Telcos have long complained about regulatory asymmetry vis-a-vis use of personal data, with tougher privacy rules applying to data sent using their services vs data sent via comms apps and services operated by Internet companies.
All electronics comms providers would be covered under the new proposal — to, as the EC puts it, “reflect the market reality” — although telcos are still not happy, with ETNO and the GSMA putting out a statement arguing the proposal new ePrivacy rules still impose stricter requirements on them when it comes to processing certain types of data vs other comms players.
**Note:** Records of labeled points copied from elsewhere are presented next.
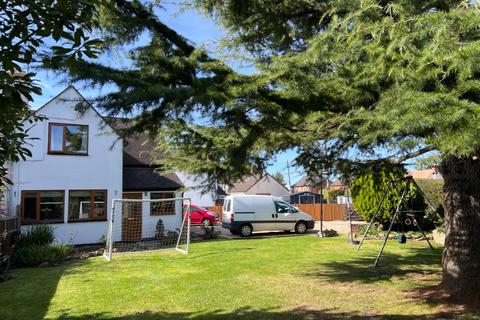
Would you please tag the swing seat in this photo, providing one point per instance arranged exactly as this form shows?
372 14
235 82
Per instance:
401 238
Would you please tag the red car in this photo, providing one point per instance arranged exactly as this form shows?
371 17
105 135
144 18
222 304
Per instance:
201 215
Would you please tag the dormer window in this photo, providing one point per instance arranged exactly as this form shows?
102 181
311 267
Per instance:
71 139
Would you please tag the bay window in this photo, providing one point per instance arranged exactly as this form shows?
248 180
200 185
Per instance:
87 205
42 206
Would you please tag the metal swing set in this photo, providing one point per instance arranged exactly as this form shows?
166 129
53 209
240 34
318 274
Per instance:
403 213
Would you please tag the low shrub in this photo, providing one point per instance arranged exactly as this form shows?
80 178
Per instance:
35 246
35 255
38 235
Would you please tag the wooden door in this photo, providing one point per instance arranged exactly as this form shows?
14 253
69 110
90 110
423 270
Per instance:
132 217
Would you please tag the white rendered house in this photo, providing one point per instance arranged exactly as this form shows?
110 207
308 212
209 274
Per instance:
78 165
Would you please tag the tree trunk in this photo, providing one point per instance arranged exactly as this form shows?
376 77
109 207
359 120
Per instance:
461 256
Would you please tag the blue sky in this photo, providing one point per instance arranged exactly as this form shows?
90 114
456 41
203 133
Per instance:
201 31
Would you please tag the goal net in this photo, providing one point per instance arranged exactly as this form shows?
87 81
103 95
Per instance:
137 225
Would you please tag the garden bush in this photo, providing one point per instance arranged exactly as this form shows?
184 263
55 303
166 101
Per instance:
35 246
36 235
369 188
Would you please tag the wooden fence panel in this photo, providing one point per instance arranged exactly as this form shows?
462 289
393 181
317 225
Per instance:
218 210
331 211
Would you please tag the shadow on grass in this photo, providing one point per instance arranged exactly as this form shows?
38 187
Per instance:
247 313
29 291
421 261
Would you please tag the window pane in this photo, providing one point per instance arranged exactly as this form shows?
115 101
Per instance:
29 206
162 208
79 204
76 139
51 205
56 138
99 204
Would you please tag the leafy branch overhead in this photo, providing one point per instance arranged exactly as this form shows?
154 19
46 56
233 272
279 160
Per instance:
415 85
41 30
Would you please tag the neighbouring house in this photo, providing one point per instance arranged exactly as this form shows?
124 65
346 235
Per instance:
194 191
431 173
304 197
79 164
263 184
308 184
338 184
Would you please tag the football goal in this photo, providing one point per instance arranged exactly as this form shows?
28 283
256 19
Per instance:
136 225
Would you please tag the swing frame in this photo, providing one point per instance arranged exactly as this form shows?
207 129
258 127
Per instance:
410 213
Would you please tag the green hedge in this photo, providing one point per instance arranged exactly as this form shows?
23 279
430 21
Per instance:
370 186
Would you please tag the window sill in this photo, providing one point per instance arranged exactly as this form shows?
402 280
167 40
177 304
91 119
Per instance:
29 223
53 153
88 220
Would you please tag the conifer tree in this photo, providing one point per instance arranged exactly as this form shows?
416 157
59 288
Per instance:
384 81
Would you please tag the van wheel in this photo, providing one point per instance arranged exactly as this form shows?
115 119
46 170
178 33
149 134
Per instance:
301 227
246 230
206 222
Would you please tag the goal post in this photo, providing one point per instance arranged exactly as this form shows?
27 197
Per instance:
137 225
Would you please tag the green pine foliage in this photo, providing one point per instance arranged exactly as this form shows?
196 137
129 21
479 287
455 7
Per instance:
42 30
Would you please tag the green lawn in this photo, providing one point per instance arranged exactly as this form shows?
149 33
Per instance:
263 278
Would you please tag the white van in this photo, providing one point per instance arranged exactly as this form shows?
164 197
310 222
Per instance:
244 214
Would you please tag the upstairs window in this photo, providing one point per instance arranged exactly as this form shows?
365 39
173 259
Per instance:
67 139
162 208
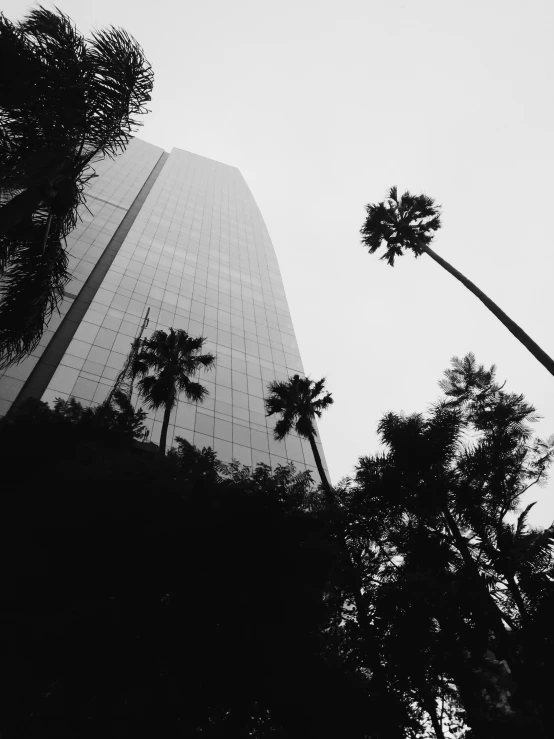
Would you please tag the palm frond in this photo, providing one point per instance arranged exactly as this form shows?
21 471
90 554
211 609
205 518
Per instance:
408 223
31 289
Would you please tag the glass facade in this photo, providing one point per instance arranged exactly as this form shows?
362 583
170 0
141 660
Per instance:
198 254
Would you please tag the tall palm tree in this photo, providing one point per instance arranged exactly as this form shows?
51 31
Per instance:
409 223
165 364
299 400
65 103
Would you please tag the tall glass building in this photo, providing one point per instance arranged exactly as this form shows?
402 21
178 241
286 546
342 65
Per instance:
181 235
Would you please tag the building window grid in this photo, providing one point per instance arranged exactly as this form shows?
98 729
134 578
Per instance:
212 254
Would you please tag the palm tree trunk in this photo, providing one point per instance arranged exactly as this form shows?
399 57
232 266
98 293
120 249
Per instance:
165 426
518 332
431 709
319 465
20 208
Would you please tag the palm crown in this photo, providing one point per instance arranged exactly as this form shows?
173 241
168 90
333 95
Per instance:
165 364
299 401
65 102
172 359
402 223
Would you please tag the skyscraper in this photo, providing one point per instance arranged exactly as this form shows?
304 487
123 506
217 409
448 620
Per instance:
179 234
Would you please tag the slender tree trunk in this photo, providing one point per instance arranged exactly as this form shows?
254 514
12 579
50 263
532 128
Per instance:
165 426
324 481
431 708
518 332
20 208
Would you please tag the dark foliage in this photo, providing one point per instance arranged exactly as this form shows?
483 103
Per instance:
405 223
158 597
455 579
65 102
166 364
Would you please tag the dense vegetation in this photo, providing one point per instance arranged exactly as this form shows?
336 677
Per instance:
65 103
180 596
158 594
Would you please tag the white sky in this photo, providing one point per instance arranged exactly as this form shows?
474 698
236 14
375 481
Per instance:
323 105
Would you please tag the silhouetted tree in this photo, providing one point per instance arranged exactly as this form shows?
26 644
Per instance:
139 603
172 358
65 103
444 563
409 223
298 401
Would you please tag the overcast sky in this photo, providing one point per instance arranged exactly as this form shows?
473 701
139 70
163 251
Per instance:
323 106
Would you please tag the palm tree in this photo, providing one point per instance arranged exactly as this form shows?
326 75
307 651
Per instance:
65 103
165 364
409 223
299 401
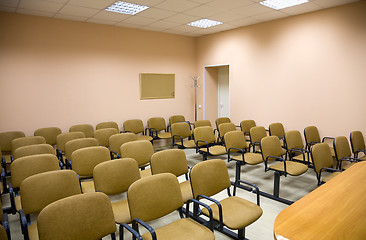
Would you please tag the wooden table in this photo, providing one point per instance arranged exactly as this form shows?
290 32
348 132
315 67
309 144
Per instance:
335 210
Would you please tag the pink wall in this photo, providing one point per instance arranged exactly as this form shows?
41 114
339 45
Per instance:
59 73
302 70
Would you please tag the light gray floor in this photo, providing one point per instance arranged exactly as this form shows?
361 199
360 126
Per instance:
292 188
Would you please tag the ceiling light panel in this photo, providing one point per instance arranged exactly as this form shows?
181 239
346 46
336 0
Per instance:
280 4
204 23
126 8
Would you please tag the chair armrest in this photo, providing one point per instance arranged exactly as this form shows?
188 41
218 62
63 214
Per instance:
134 233
145 225
202 204
254 191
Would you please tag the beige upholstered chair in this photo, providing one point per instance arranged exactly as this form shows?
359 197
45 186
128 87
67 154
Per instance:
323 161
141 151
358 144
49 133
205 140
42 189
87 129
158 128
84 160
272 152
86 216
295 147
116 141
343 153
211 177
25 167
107 125
173 161
238 150
115 177
180 132
75 144
136 126
34 149
146 205
103 135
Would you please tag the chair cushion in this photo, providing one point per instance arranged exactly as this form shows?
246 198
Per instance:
182 229
237 212
292 168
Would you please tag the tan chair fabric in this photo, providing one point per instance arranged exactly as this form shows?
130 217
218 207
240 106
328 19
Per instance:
44 148
103 135
116 141
107 125
87 129
114 177
49 133
84 217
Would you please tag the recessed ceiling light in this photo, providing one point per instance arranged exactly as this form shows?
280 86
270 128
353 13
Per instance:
204 23
126 8
279 4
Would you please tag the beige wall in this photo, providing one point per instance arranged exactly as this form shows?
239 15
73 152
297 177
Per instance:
59 73
302 70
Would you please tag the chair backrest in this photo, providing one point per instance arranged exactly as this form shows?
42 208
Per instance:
103 135
293 139
176 119
246 125
169 161
87 129
107 125
26 141
84 160
235 139
87 216
181 129
116 141
6 138
221 120
204 134
41 189
63 138
201 123
49 133
276 129
257 133
78 143
30 165
113 177
311 135
34 149
357 141
226 127
157 123
341 147
321 156
148 205
140 150
133 125
271 146
209 177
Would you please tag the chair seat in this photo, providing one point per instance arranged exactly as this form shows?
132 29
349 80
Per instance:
234 219
87 186
121 211
186 189
330 176
250 158
182 229
292 168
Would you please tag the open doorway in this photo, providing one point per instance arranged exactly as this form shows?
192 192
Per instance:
216 90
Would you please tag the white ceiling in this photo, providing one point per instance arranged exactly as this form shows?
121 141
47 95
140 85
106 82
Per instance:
170 16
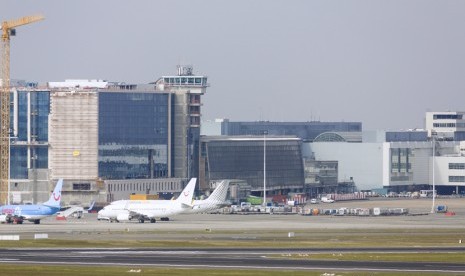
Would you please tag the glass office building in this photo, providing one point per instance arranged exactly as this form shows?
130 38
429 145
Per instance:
133 135
307 131
242 158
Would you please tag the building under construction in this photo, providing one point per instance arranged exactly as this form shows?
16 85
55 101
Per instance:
93 132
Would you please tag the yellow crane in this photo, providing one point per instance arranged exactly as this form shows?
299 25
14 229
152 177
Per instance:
8 29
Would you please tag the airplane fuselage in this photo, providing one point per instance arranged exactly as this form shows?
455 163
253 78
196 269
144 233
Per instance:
28 212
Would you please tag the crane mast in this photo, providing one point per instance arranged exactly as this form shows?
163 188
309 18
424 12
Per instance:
8 29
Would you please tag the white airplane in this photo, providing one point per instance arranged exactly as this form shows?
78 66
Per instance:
33 212
142 210
215 201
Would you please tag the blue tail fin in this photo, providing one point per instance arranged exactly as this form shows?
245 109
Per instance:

“Rules applying to the processing of location data in connected cars, IoT devices or mobile apps illustrate the issues at stake, as we risk to jeopardise 5G business models,” they argue, calling instead for a “trust-based use of the data collected by telecom operators”.
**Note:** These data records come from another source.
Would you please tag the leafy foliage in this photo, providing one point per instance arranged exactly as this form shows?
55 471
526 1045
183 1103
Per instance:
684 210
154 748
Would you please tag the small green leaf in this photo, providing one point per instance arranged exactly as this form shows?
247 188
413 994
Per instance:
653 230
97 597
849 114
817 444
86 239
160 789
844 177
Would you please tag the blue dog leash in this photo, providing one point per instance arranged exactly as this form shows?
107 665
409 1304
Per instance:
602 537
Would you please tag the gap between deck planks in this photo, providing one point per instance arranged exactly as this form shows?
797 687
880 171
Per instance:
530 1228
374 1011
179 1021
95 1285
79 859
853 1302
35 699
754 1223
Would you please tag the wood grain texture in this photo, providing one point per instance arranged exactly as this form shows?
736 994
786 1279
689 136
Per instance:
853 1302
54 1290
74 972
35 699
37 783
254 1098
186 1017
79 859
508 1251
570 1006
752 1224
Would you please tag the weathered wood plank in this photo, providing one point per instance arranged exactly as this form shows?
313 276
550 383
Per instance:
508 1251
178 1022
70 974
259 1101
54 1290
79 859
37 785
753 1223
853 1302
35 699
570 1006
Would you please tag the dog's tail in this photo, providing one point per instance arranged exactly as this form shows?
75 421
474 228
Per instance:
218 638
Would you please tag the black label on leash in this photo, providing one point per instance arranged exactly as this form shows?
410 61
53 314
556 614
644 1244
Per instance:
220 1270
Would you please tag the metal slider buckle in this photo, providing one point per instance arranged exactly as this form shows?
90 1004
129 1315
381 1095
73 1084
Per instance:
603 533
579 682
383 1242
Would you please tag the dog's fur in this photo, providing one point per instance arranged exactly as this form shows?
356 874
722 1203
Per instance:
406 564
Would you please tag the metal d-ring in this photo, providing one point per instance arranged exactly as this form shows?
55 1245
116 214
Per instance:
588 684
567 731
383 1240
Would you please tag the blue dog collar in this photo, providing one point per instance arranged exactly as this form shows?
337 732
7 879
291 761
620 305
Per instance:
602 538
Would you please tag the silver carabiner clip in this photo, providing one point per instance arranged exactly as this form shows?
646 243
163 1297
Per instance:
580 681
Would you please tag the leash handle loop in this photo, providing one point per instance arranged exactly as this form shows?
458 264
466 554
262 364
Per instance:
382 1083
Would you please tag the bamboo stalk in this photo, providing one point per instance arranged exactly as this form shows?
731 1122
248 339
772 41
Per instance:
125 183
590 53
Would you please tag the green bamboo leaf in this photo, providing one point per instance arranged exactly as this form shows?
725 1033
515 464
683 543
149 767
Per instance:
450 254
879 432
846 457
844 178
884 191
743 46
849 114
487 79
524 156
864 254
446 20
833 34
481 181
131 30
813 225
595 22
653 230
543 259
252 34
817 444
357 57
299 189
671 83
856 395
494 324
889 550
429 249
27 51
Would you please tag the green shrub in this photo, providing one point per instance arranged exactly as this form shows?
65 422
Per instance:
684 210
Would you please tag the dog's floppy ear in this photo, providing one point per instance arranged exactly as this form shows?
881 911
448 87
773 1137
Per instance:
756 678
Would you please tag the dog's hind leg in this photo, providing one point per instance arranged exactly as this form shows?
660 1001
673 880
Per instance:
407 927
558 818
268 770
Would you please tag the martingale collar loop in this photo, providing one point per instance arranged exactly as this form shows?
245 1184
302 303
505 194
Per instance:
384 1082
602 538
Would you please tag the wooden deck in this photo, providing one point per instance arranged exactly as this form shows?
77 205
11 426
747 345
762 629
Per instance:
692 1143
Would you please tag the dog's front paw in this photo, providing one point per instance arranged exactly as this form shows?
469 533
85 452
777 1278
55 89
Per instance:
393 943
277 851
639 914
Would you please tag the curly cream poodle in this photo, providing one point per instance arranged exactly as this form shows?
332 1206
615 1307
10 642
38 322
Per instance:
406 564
The new rules would allow telcos to make use of comms content and/or metadata to provide “additional services” — such as, in one example provided by the EC, producing heat maps that indicate the presence of individuals to help public authorities and transport companies when developing new infrastructure projects.
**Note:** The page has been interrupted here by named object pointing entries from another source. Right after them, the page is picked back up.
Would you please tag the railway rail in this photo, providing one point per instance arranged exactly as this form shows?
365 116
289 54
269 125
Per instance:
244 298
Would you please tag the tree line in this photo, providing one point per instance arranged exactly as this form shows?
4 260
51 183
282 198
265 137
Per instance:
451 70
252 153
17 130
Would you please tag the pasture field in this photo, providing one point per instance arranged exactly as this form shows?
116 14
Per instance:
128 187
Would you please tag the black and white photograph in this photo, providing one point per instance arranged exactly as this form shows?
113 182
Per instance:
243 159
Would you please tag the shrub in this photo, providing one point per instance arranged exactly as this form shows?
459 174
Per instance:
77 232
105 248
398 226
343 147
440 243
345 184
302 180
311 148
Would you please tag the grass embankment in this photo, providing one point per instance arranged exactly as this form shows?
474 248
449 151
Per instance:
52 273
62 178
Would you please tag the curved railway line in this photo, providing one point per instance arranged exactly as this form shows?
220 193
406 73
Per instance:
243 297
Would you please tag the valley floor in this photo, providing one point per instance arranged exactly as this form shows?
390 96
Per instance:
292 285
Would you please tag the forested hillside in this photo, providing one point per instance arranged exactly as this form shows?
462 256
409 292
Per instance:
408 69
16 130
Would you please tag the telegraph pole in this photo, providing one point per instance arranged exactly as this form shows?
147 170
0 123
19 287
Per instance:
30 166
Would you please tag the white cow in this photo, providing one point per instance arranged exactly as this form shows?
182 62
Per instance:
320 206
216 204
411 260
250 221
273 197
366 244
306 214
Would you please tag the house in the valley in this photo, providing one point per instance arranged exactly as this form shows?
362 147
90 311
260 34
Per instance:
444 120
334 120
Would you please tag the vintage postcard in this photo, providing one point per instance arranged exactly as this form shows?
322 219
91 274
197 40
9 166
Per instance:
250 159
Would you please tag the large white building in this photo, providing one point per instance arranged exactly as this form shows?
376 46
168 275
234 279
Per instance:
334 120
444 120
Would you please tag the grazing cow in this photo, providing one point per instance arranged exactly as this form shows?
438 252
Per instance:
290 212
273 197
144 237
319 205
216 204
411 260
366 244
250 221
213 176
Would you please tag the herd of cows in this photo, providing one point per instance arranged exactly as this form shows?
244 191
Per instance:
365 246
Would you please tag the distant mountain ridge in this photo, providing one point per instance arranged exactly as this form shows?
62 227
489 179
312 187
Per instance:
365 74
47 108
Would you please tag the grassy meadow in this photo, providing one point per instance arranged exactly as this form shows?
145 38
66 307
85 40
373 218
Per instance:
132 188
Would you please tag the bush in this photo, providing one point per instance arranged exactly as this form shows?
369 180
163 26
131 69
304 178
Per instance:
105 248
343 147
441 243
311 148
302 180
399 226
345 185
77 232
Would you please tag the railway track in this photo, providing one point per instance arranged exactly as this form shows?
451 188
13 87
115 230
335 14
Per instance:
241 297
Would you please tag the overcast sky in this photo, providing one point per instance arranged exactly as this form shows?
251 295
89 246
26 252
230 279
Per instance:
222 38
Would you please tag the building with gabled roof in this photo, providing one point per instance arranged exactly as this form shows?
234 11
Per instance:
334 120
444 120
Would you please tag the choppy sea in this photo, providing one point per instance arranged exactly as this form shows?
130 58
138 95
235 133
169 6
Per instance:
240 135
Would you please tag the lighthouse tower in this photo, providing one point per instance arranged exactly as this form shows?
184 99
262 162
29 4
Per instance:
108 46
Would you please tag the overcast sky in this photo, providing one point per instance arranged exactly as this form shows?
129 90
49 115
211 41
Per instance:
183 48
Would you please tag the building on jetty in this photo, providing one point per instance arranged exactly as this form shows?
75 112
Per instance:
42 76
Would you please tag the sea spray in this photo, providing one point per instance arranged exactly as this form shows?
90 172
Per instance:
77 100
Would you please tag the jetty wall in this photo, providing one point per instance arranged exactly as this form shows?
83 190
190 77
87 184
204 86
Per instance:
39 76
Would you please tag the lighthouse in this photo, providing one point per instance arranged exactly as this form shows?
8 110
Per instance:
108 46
Although user consent must be obtained for processing data for such purposes — hence the telcos’ complaints they will be unable to complete on a level playing field with other providers already offer additional services, such as digital mapping.
Cookie rules are also set to change under the new proposal — in a bid to streamline what the EC dubs “an overload of consent requests for internet users”; itself the result of a 2009 update to the ePrivacy Directive.
The EC claims the new rules will give users more control over cookie settings, providing “an easy way to accept or refuse the tracking of cookies and other identifiers in case of privacy risks”. Although it remains to be seen whether they will impact the flotilla of cookie consent notifications that accompany Europeans around the web.
Advertising industry groups aren’t happy with the proposed changes, with the IAB claiming the new law would “undeniably damage the advertising business model”, while still — it argues — putting a heavy burden on web users when it comes to cookie setting admin.
“Without significant improvements to the proposed text, users would have to actively change the settings of every single device and app they use, and more actively deal with constant requests for permission for the use of harmless cookies when visiting websites and using other digital services,” the IAB claims.
Despite ad industry complaints, some use-cases for what the EC dubs “non-privacy intrusive cookies” will no longer require consent under the proposals, such as cookies used to remember shopping cart history, or set by a visited website counting the number of visitors to that website. Although that suggests there may be confusion ahead for services to determine when/whether they need to obtain consent for their cookie or not.
Another ad group, the EACA, has also complained the ePrivacy proposals take “a restrictive approach towards third party data-driven business services providers” — warning they “may provoke the further accumulation of data by a few large global companies, while inadvertently excluding other businesses from the competition”.
Other aims for the new regulation are to harmonize the rules with the EU’s updated General Data Protection Direction (GDPR), which was overhauled last year — and is due to come into force in the EU in 2018. This means the stricter fines for data protection violations set out in the GDPR (of up to four per cent of a company’s global revenue) will also apply for companies breaching the EU’s ePrivacy rules.
Not included in the proposal: an earlier suggestion to have browsers default to not allow cookies; a strict privacy by design framework; and an earlier plan to allow EU citizens to bring class action lawsuits for privacy infringements…
The Commission ran a public consultation on changing the ePrivacy directive last year, taking feedback from various consumer and industry groups — though not, in the event, following the vast majority opinion of EU citizens (81.2 per cent), nor of public authorities (63 per cent), who supported imposing obligations on manufacturers of terminal equipment to market products with privacy-by-default settings activated (vs 58.3 per cent of industry favoring the option to support “self/co-regulation”).
The EC had originally hoped to have new ePrivacy rules proposed by the end of 2016, but that’s been pushed into the start of the new year. The new proposals will now need to be debated and accepted by the European Parliament and EU Member States before they become regional law — so it’s likely there will be amendments (and much fierce lobbying) along the way.
The EC is aiming for the regulation to be adoption by May 25, 2018 — when the GDPR is due to come into force.